Putin erklärte nicht, dass Russland die separatistischen Gebiete in der Ost-Ukraine als Staaten anerkennt, obwohl das unter Umständen erwartet werden konnte angesichts der Entwürfe für drei Briefe an Putin, die der Führer der „Volksrepublik Donezk“ (russ. abgekürzt DNR), Denis Puschilin, vorbereitet und unterschrieben hatte.[2] In der ersten Option wird um eine militärische Unterstützung der „DNR“ durch Russland gebeten. Die zweite Option beinhaltet die Akzeptierung der „DNR“ als Teil Russlands. Laut der dritten Option soll Russland nach der Anerkennung der Unabhängigkeit der „DNR“ ein Abkommen über Freundschaft und Zusammenarbeit mit ihr schließen.
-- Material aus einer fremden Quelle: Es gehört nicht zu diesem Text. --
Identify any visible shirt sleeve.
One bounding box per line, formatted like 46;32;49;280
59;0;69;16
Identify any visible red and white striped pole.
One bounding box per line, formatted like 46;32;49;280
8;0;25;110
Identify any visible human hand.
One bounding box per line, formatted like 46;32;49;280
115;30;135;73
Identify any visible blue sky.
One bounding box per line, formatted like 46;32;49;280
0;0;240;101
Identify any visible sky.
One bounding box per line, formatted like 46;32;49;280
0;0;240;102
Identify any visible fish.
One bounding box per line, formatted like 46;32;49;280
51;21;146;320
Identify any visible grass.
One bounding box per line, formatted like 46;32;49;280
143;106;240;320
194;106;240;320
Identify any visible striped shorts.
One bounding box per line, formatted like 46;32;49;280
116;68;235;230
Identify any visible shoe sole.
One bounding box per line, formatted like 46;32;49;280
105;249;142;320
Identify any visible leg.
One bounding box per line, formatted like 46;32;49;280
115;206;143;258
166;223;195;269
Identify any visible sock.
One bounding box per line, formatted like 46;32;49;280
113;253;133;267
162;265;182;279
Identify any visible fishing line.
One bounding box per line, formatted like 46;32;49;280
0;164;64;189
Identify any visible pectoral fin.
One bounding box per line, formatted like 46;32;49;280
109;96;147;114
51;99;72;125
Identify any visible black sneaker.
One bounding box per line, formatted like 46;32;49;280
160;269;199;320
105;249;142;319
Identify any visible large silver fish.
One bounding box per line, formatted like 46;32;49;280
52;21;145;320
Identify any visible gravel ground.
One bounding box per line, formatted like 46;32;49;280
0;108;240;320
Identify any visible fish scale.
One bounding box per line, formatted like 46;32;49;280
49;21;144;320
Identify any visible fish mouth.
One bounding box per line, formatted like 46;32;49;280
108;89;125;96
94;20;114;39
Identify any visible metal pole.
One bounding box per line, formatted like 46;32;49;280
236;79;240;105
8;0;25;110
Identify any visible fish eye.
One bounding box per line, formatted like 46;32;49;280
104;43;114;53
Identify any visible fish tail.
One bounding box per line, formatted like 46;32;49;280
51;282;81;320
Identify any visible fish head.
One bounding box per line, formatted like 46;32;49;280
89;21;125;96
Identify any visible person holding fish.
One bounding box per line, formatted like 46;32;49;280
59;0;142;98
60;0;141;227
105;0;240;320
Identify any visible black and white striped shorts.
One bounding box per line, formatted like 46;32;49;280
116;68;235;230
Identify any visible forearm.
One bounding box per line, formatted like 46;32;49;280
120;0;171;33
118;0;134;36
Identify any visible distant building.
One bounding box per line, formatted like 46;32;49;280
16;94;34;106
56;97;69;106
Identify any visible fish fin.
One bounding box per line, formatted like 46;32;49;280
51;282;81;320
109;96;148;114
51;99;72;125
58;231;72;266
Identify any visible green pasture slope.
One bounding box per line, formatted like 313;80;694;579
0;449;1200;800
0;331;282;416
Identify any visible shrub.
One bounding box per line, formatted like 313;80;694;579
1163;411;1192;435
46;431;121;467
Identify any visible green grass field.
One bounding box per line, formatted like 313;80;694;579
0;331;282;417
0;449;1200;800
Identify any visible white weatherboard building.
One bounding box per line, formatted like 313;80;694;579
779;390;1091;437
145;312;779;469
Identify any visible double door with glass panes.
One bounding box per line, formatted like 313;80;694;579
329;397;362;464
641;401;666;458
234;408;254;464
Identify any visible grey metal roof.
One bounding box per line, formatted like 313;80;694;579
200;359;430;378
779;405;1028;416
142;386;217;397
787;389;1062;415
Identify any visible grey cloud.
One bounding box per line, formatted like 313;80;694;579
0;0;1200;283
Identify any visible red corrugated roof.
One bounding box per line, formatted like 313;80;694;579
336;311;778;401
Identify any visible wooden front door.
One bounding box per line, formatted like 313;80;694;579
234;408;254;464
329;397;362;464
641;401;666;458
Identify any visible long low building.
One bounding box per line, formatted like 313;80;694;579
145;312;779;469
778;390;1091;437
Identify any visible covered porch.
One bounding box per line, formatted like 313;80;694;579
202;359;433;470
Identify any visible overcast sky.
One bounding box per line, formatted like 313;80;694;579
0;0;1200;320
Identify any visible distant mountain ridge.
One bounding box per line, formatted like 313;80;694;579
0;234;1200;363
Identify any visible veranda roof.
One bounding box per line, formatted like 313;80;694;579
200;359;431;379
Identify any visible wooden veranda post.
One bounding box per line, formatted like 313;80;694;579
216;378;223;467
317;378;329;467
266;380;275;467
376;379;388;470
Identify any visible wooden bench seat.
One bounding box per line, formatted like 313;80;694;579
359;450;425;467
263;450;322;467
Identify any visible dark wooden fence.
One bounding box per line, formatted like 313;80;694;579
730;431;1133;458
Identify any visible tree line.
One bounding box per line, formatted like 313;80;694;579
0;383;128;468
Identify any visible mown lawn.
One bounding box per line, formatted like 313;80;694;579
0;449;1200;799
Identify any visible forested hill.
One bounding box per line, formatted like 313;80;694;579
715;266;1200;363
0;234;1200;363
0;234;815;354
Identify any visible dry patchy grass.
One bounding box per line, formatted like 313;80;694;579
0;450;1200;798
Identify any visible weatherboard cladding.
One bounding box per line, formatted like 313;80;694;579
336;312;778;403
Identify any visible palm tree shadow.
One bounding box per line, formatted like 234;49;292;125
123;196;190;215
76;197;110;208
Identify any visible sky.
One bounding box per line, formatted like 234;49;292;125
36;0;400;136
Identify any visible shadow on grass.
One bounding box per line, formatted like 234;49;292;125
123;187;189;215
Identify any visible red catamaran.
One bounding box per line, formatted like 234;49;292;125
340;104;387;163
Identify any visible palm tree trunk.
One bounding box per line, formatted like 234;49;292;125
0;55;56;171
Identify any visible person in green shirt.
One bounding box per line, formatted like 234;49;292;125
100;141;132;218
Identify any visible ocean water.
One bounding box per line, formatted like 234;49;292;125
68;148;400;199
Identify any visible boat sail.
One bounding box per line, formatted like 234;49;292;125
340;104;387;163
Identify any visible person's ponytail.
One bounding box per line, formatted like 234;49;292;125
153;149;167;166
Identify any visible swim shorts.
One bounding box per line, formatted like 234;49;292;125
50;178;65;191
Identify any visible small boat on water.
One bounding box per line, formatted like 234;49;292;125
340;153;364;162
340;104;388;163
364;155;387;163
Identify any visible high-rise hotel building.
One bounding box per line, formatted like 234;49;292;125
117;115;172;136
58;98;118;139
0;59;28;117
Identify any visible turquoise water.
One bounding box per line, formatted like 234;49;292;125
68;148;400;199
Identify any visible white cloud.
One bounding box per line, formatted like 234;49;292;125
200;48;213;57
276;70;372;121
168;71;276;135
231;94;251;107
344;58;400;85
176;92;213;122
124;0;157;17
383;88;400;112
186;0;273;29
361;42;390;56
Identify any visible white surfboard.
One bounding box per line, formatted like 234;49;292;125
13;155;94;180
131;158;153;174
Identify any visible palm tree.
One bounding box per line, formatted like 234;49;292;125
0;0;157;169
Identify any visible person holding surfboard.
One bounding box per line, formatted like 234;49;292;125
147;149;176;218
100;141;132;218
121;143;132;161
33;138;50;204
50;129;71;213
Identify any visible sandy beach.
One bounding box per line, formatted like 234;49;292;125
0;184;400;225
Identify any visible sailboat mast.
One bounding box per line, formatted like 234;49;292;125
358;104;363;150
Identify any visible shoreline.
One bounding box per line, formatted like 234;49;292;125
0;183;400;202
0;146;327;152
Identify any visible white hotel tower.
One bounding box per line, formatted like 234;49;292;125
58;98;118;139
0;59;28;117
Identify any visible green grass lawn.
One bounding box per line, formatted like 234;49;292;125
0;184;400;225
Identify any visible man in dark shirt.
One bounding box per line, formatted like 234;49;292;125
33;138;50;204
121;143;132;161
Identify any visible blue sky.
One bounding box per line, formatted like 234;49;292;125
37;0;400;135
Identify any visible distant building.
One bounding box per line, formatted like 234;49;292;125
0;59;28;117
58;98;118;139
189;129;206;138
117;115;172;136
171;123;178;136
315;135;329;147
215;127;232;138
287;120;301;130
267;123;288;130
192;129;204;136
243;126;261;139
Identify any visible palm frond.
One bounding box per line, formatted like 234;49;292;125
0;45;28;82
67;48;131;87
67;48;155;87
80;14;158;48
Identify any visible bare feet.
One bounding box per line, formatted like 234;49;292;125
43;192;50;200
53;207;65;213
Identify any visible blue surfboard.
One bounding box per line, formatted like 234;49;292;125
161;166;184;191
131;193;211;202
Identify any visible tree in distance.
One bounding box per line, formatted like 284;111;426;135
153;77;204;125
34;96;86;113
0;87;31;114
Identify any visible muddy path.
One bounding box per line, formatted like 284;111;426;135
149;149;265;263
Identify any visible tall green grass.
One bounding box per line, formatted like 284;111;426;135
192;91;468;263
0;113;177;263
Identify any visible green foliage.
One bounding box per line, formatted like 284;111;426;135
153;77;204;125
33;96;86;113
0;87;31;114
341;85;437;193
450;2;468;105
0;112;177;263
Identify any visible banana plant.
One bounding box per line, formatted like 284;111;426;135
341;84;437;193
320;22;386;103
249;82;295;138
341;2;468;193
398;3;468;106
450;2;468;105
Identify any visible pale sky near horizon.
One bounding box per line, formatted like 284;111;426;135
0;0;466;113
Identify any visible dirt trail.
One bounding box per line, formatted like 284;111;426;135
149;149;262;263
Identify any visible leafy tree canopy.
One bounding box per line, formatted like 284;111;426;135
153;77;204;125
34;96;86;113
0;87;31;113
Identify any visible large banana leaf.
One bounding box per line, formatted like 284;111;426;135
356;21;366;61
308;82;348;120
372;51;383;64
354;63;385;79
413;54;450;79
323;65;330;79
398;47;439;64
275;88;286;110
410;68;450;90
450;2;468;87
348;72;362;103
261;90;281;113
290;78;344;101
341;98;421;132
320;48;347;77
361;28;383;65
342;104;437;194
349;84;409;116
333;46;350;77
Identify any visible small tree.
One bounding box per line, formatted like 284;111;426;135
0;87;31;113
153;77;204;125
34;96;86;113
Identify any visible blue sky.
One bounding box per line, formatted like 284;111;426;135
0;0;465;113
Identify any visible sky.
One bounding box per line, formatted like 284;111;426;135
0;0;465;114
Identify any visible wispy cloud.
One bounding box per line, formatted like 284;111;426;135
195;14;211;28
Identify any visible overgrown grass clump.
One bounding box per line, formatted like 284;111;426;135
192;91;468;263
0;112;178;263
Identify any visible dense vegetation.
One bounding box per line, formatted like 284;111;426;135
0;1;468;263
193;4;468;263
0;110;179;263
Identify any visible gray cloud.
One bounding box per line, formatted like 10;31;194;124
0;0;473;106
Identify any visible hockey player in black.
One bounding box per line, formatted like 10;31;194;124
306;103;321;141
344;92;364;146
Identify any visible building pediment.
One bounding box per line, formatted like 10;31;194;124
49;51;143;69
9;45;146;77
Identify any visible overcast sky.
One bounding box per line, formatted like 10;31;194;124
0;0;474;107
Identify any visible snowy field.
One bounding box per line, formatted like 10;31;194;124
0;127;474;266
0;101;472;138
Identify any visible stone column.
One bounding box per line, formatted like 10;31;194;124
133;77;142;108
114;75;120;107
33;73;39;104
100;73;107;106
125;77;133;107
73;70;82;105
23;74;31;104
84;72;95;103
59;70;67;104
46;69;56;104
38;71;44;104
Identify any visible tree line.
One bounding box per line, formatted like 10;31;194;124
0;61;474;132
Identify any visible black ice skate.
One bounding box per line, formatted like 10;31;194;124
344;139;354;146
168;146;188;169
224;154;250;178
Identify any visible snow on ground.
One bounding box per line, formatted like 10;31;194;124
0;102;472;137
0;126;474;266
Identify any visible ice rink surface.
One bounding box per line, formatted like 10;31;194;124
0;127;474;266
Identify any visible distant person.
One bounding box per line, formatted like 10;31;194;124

Meines Erachtens möchte Putin vielmehr, dass die separatistischen Gebiete voll in die Ukraine integriert werden unter Beibehaltung ihrer bisherigen Führer mit eigener Gerichtsbarkeit und Polizei, um permanent auf Kiew einwirken zu können und so die Ukraine mittelfristig auf einen russlandfreundlichen Kurs zu bringen.

Sicherheit

Die in seinem Bericht zur Lage der Nation vor drei Jahren vorgestellten neuen strategischen und taktischen Raketensysteme[3] kommen entweder in Dienst oder sind bereits in den Streitkräften – so Putin – eingeführt. Der Sättigungsgrad der Streitkräfte mit modernen Waffensystemen habe bereits 75 % erreicht (88 % bei der nuklearen Triade, das sind die bodengestützten, seegestützten und luftgestützten Raketenabschusssysteme). Das Hyperschall-Gleitfahrzeug Awangard ist schon in Betrieb genommen worden, das Sarmat-System (schwere Interkontinentalrakete) soll bis Ende 2022 zum Einsatz kommen. Die Zahl der Kinschal-Systeme (Überschallraketenkomplex) nehme zu, und die Zirkons (schiffgestützter Hyperschall-Seezielflugkörper) werden sich bald anschließen.

[1]              http://kremlin.ru/events/president/news/65418

[2]              https://zn.ua/ukr/POLITICS/hlava-dnr-hotuje-tri-varianti-zvernennja-do-putina.html

[3]              Vgl. meine Kolumne vom März 2018.